Notre ami Rebolledo, surpris dans une plantation de bananiers, a été fait prisonnier par les Araucans. Ceux-ci, quelque peu anthropophages, l’examinent en le dévorant des yeux. L’un : « Il me paraît un peu maigre ; c’est égal ! » Un autre : « Il faut le tuer à coups de flèches, et puis nous le mangerons. » Et l’on va le tuer, lorsqu’un troisième s’élance : « Arrêtez ! ne tirez pas !… Je crois qu’il serait mieux que nous le rôtissions tout vif. » Pendant ce singulier dialogue, Rebolledo, peu rassuré, se tait ; mais à la fin, le courage et l’esprit lui revenant, il dit qu’il a une affreuse maladie, une maladie telle, qu’en Espagne, lorsqu’un quadrupède ou un oiseau en est atteint, celui qui mange de leur chair meurt bientôt dans le délire ; et les Araucans épouvantés le laissent vivre, ne se doutant pas que la maladie de Rebolledo est tout simplement l’échappatoire.

En voici une autre qui m’a toujours paru d’une finesse d’observation admirable ; mais elle est un peu leste, et j’en avertis le lecteur scrupuleux. À lui de ne pas lire ce qui suit. — Un jeune laboureur dont un seigneur, au moyen âge, a enlevé la fiancée, va la réclamer au château avec un porcher de ses amis.

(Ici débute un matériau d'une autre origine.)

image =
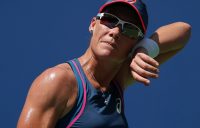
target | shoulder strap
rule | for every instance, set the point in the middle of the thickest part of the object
(81, 91)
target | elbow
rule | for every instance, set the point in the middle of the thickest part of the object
(185, 32)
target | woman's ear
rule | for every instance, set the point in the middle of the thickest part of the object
(92, 24)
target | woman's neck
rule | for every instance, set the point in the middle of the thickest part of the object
(99, 72)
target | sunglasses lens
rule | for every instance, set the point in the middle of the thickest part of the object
(109, 20)
(130, 30)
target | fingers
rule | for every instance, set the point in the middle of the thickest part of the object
(144, 70)
(141, 79)
(147, 59)
(144, 67)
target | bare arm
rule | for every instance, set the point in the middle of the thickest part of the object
(47, 100)
(170, 38)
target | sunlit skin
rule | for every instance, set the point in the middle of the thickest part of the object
(53, 93)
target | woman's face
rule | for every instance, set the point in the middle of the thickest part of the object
(110, 43)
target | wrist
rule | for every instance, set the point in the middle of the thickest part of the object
(148, 46)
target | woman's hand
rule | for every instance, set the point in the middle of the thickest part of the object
(143, 67)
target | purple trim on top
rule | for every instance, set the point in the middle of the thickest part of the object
(84, 97)
(120, 90)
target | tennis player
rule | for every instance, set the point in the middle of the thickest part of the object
(87, 92)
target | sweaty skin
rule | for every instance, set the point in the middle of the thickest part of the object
(53, 93)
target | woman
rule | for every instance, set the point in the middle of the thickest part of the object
(87, 92)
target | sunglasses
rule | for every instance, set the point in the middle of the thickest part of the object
(128, 29)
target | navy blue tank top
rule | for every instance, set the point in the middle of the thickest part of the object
(93, 108)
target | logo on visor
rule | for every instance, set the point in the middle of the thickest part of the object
(130, 1)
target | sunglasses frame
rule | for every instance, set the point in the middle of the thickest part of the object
(140, 35)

Le seigneur les fait mettre à la porte. Le jeune laboureur se désole, et il confie à son ami que ce qui l’afflige le plus c’est de penser qu’un autre a eu sa fiancée. « Je suis sûr que non, dit l’ami. — Quoi ! tu le penses ?… et qui te le fait croire ? — Eh ! parbleu ! c’est que s’il l’avait eue, il te l’aurait rendue ! »

  1. La pièce à laquelle nous empruntons cette citation et la suivante est intitulée el Arauco domado (l’Arauque dompté).